Le proteste in Iran ispirano le donne afgane a sfidare il regime talebano

Ambasciatore Pontecorvo: "E' un fenomeno che non si fermerà anche se per ora è limitato”

talebani - afghanistan

Le proteste che da 42 giorni stanno scuotendo l’Iran, innescate dalla morte della 22enne curda Mahsa Amini, stanno divenendo fonte di ispirazione per le donne dell’Afghanistan ritornate dall’agosto del 2021 sotto l’oppressione del regime dei talebani. Sebbene le proteste afghane siano di dimensioni notevolmente inferiori e abbiano incluso principalmente donne della minoranza sciita hazara, sono proseguite a ritmo sostenuto per diverse settimane, coinvolgendo anche gli studenti universitari. Intervistato da “Agenzia Nova”, l’ambasciatore Stefano Pontecorvo, ultimo Alto rappresentante civile della Nato in Afghanistan, ha osservato che quello che sta accadendo nel Paese è “un fenomeno che non si fermerà” anche se “per ora è limitato”. Secondo il diplomatico, “i talebani ne stanno sottovalutando la portata però potremmo vedere un cambio di passo nella protesta se accadrà come in Iran che alle donne si uniscono anche gli uomini”.

In Afghanistan, alcune delle più grandi proteste guidate da donne sono iniziate dopo un attacco suicida del 30 settembre contro centro educativo a Kabul, in cui sono state uccise 53 ragazze di etnia hazara. Manifestazioni e proteste si sono estese anche alle provincie di Herat, Bamiyan, Daikundi, Balkh, Panjshir e Kapisa. Le manifestazioni in Iran sono iniziate proprio a seguito della discesa delle donne nelle strade contro l’obbligo del velo nelle città del Kurdistan iraniano a cui hanno preso parte via via anche gli uomini, facendo dilagare l’ondata di proteste in oltre 190 città e in tutte le 31 provincie della Repubblica islamica iraniana, trasformandosi nelle più ampia rivolta contro il regime dal 1979. “Se accadesse come Iran, in Afghanistan ci sarebbero ingerenze esterne molto forti, che non sarebbero volte ad una destituzione dei talebani, che non è un obiettivo realistico, ma sicuramente per indurli alla ragione”, ha affermato il diplomatico.

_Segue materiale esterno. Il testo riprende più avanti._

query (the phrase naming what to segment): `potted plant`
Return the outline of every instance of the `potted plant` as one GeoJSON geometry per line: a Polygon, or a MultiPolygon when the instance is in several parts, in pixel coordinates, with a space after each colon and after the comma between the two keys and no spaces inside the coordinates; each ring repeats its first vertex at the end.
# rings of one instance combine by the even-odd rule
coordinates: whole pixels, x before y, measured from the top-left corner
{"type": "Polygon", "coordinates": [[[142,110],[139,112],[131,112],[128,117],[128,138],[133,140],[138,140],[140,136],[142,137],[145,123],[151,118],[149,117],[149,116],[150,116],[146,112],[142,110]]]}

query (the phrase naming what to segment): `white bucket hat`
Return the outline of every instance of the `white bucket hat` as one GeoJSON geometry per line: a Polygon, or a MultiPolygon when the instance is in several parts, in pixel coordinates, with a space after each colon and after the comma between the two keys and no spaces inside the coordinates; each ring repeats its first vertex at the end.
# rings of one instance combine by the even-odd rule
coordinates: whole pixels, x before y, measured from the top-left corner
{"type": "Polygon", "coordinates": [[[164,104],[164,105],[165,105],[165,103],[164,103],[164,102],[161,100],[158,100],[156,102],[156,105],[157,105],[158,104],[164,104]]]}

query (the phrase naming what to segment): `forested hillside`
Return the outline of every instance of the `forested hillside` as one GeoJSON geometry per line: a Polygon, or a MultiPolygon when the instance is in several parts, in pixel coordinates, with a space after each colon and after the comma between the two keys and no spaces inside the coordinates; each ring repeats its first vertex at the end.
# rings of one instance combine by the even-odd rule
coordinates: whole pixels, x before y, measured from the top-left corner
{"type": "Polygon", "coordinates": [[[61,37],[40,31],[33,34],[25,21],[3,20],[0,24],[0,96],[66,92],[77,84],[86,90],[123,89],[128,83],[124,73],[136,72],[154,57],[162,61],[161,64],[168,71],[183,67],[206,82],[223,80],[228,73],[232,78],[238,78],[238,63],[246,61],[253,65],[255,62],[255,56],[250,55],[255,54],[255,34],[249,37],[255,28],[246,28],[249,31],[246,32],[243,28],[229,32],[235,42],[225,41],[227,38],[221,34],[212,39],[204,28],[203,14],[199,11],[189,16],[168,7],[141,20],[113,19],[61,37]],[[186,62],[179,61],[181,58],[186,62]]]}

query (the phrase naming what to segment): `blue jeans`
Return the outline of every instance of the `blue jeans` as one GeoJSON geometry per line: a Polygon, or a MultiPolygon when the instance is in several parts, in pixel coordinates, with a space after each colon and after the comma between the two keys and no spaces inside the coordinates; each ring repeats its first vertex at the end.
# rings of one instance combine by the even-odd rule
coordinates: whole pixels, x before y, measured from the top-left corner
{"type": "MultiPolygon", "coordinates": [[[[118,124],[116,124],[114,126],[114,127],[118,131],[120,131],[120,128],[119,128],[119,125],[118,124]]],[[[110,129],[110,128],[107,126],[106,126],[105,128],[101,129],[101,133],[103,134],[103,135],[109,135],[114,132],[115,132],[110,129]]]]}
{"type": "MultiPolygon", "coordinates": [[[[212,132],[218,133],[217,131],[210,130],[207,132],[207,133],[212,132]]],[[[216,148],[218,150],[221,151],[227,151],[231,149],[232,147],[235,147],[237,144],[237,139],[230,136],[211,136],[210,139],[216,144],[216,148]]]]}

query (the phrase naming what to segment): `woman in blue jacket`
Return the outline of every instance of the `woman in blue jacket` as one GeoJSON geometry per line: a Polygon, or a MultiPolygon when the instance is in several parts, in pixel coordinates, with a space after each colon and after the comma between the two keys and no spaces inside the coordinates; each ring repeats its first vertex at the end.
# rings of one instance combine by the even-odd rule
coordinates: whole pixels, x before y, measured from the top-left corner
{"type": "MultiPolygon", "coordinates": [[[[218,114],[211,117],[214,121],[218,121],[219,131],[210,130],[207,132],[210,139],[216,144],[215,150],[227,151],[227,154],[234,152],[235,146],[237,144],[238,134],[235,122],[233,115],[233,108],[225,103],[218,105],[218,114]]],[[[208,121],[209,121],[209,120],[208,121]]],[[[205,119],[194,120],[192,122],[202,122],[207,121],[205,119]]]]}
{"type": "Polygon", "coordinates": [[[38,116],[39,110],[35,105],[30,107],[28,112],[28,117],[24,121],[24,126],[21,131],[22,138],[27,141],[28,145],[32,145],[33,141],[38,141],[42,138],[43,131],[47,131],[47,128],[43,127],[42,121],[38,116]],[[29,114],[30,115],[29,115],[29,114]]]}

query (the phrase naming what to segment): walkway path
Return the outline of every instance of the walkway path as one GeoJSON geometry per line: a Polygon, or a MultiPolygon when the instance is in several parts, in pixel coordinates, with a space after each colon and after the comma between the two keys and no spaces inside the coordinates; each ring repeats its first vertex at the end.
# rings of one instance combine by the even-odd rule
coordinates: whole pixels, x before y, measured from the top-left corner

Entrando nella loro sesta settimana, le proteste in Iran sono un catalizzatore per le donne afgane a sfidare il divieto statale di manifestazioni non autorizzate. Parlando al quotidiano saudita “Arab News”, Zarmina Sharifi , una studentessa attivista di Nangarhar, nell’est del Paese, ha affermato che le proteste in Iran sono un “simbolo di resistenza e risveglio” per le donne afgane. Dopo il ritiro delle forze Nato dall’Afghanistan nell’agosto del 2021, il movimento estremista dei talebani ha imposto le restrizioni già applicate nel primo Emirato islamico dell’Afghanistan (1996-2001), impedendo alle ragazze adolescenti di frequentare la scuola secondaria, obbligando molte dipendenti del settore pubblico a non lavorare, reintroducendo l’obbligo del velo integrale e il tutoraggio maschile. Le proteste in Afghanistan sono vietate e i talebani disperdono spesso le manifestazioni organizzate dalle donne con tattiche intimidatorie o sparando in aria.

Le proteste stanno interessando non solo le donne hazara, ma anche di altre etnie. Per interrompere una protesta del 2 ottobre, i combattenti talebani hanno sparato in aria e il giorno seguente hanno rinchiuso le studentesse nei dormitori della Balkh University. L’11 ottobre, le forze talebane incaricate dell’ordine pubblico hanno espulso circa 60 studentesse, la maggior parte della minoranza etnica hazara, dai dormitori dell’Università di Kabul, in rappresaglia delle proteste organizzate dopo il massacro del 30 settembre scorso. La resistenza delle donne afghane alle nuove repressioni talebane continua sia tramite le manifestazioni in piazza che attraverso la denuncia sui social media, diffondendo video e immagini della brutale repressione dei talebani. Per impedire di girare video e scattare fotografie, i talebani avrebbero vietato alle ragazze di portare con sé i propri telefoni cellulari quando si recano fuori dalla loro abitazione.